А я иду в толпе по улице, жадно вглядываясь во все, читаю вывески.

«Индпошив», «Бытремонт» — все на этой улице кажется совсем иным, не будничным, ежедневным, а чем-то более высоким, необыкновенным, так удивительна для меня эта жизнь, возникшая как бы из ничего. Иногда начинает казаться, что этого нет на самом деле, что это все вокруг «играют в город».

Милиционер-женщина, в красивой щегольской фуражке на перманенте, крикнула в мегафон: «Гражданин, вернитесь! Нет перехода!»

Я стоял на перекрестке, вглядываясь в толпу с ревностью старожила, уехавшего из родного городами старался по лицам прохожих узнать, давно ли они здесь живут, временно или постоянно.

И вдруг в какой-то миг я все стал понимать, будто открылось волшебное зеркало и в нем я увидел прошлое этих людей и те далекие годы, когда тут все начиналось среди болотных кочек, на которых росла морошка.

Вот этот — с раскосыми глазами, в новом шевиотовом костюме и новой шевиотовой кепке, который важно, неторопливо гуляет под руку со своей грузной, расфранченной женой и раскосым, как он, мальчиком в каскетке, — да ведь это сын того, в полосатом ватном халате и заячьем малахае, одного из тех, которые вылезли тогда, в темный зимний лютый, день, из теплушек эшелона на запасном пути и пошли в своих халатах и малахаях, в ватных мягких сапогах странной, темной, как бы похоронной процессией с вокзала на шоссе и расселились в землянках и потом долго-долго мелькали в своих халатах и малахаях по котлованам, по траншеям Водоканалстроя.

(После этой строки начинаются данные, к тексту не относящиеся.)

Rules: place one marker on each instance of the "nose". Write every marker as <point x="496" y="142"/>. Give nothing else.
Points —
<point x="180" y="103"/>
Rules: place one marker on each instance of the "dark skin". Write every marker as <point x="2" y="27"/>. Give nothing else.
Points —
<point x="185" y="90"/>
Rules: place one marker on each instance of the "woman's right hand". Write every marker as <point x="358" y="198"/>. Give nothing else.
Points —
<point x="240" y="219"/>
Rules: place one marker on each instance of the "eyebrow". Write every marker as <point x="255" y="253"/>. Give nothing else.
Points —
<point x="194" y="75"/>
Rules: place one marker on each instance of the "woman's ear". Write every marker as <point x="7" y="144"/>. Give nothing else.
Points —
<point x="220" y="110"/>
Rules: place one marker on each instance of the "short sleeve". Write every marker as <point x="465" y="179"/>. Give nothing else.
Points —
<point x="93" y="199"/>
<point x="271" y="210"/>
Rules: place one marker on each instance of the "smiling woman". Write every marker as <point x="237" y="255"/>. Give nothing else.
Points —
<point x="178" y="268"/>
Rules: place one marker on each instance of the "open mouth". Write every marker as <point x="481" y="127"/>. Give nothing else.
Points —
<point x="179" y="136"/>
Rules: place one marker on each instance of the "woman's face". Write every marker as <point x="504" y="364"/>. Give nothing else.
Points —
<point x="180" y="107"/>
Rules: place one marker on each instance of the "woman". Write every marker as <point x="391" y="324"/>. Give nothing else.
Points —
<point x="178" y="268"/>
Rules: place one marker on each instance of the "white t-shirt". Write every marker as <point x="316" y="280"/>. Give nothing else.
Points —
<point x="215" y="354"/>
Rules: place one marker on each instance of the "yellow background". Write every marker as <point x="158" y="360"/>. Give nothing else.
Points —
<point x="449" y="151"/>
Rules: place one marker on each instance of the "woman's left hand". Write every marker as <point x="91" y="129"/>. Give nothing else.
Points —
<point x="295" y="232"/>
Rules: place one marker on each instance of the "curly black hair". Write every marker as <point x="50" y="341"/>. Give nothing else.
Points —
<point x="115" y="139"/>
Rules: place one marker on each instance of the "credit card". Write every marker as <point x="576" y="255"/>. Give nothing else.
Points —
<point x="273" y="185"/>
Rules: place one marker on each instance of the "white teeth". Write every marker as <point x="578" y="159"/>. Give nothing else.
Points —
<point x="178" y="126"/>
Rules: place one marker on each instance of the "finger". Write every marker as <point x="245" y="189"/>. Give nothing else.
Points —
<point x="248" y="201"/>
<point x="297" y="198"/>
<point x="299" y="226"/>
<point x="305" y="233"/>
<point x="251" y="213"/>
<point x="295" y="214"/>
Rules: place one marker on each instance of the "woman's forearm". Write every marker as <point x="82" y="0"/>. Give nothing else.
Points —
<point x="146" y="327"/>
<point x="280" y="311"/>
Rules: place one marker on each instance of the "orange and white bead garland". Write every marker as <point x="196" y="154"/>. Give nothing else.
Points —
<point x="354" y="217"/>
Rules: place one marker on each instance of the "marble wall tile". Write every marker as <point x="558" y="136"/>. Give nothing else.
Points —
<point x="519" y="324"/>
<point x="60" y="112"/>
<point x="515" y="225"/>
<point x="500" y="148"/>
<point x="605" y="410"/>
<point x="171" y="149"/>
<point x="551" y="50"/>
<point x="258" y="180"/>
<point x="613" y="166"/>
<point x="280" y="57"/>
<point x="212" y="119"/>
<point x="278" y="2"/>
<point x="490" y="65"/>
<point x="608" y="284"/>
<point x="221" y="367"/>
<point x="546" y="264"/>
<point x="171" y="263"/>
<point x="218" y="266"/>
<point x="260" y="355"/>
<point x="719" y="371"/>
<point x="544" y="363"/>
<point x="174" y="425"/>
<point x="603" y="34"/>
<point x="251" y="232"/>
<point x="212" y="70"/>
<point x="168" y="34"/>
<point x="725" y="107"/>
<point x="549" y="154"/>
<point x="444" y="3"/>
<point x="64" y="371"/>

Я видел, как постепенно сменили они малахаи на кепки. Идет такой, в разодранном, черном от земли, угля и пота халате и новенькой, еще жесткой, еще не привыкшей к голове крохотной кепочке. Потом я их видел уже в костюмах и в этих синих, грубых, шуршащих прорезиненных плащах, которые продавались в закрытом распределителе ударников. И они переселились в бараки, а потом в каменные дома соцгорода, и выписали к себе родственников — целые роды, целые колонии — оттуда, из круглых юрт в степи.

И вот это, должно быть, сын одного из тех, а маленький — уже внук, и оба они родились в этом городе, и это кровный, навеки памятный и единственный на всей великой земле город их детства.

Теперь я стал узнавать и стариков.

Суровые, сдержанные, в чисто выстиранных синих рубахах, они сидели в садике между домов соцгорода и уже с утра играли в шашки и, хитро оглядывая выцветшими от огня глазами мизерное поле боя, тяжелыми, темными, как обожженная глина, руками, привыкшими к лопате и лому, осторожно и раздумчиво передвигали самодельные фишки, сердито проходя в дамки…

Я иду старой дорогой и узнаю знакомые, хотя и перекрашенные в розовое и желтое бараки с вывесками и без вывесок. И мне приятно узнавать эти постройки, вспоминать, какие они были раньше.